Mis en phrase française, sa texture poétique se voit presque irrémédiablement abîmée
par des articulations syntaxiques rigides qui ne laissent plus guère de jeu à
son geste merveilleusement liquide.
Quant aux choix
de traduction qui ont présidé à ce volume, Rémi Matthieu est on ne peut plus
clair : « On ne trahira pas ici la langue française au prétexte d’un
hommage déplacé à la langue originelle des poètes », une note en bas de
page condamnant les chinoiseries auxquelles aboutit, à ses yeux, le
« mot-à-mot » jargonnant de certains traducteurs. De ce parti-pris initial
résulte l’espace textuel lissé, aplani et normalisé soumis à notre lecture. La
tension créée par l’écart entre les langues n’y est pas tenue mais résorbée,
en élégances langagières jugées plus conformes au « génie » supposé
de notre langue. De même, tétra-, penta- ou hexsyllabes chinois sont rendus par
octo-, décasyllabes ou alexandrins. Mais pourquoi proscrire l’Impair, « plus
vague et plus soluble dans l’air » ? Devant cette configuration discursive
tout autre, c’est notre espace métrique lui-même qui doit être remis en
chantier. On se prend à rêver d’une traduction capable de désarticuler le
sur-articulé, par un travail typographique spécifique. Elle repenserait l’usage
de la ponctuation, disposant autrement les symétries sémantico-syntaxiques du
texte-source ; elle déployerait toutes les ressources de l’ellipse et de
la lettre. La Préface n’avance-t-elle
pas un peu vite que, dans la tradition occidentale, les lettres ne sont que « vecteurs
de sons et de sens » ? Zukofsky avait souligné a contrario, chez la plupart des poètes occidentaux « dignes
de ce nom », le potentiel
d’engendrement de la lettre : si la pensée du mot « agit »

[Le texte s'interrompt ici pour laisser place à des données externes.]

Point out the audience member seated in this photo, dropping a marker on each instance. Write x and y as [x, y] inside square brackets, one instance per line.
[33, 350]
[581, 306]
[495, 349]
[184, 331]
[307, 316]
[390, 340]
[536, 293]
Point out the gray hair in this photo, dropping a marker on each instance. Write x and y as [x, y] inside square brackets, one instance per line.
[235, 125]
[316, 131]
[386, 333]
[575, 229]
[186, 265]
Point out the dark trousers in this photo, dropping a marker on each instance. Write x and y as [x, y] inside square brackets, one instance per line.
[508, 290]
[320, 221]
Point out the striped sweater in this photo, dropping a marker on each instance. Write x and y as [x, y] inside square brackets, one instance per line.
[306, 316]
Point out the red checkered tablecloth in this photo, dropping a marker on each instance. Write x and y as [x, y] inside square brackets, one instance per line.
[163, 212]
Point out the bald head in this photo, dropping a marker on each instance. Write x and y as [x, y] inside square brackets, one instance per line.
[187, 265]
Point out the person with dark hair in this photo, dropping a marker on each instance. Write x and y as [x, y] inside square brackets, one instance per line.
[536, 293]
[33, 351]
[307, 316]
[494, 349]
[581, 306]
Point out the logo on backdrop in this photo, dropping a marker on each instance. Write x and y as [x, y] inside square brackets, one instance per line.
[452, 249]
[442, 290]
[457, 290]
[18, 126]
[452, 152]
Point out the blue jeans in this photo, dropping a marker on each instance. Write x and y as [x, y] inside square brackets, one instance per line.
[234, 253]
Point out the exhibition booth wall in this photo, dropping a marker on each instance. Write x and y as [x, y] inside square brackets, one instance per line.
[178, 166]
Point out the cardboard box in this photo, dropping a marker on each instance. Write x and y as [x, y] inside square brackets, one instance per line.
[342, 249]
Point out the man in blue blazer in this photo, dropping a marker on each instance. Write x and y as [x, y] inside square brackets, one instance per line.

sur elle, en retour la lettre « sécrète » la pensée (7). Il doit y
avoir, pour le traduire, d’autres possibilités de faire et de faire passer —
d’autres sites de passage.
(1) Directeur de
recherches émérite au CNRS, Rémi Mathieu a notamment édité le tome II des Philosophes taoïstes (2003) et celui des
Philosophes confucianistes (2009) en
Pléiade.
(2) Parue dans la
collection Connaissance de l’Orient
et reprise en Poésie/Gallimard.
(3) De Weng Wei.
Traduction de Florence Hu-Sterk, p. 350 du présent volume : « Dans la
montagne vide, personne n’est en vue ;/ Résonnent seulement quelques
bribes de voix./ Les rayons du couchant percent les bois profonds,/ Éclirant la
mousse verte une nouvelle fois. »
(4) Selon David
Hinton qui éclaire magistralement ce poème dans son introduction aux Poèmes choisis de Wang Wei, qu’il
traduit (New Directions, 2006).
(5) Cf. Michèle
Métail, Le vol des oies sauvages, Poèmes chinois à lecture retournée,
Éditions Tarabuste, collection « Chemins fertiles », p.14.
(6) Jean-François
Billeter, « La poésie chinoise et la réalité : à la mémoire de Patrick Destenay », in Extrême-Orient, Extrême-Occident. 1986,
N°8, En hommage à Patrick Destenay.
Particularité de la langue - Originalité de l'art. pp. 67-109.
Anthologie de la poésie chinoise, sous la direction de Rémi Matthieu, Éditions Gallimard, Bibliothèque de La Pléiade, 1548 pages, 72 € 50.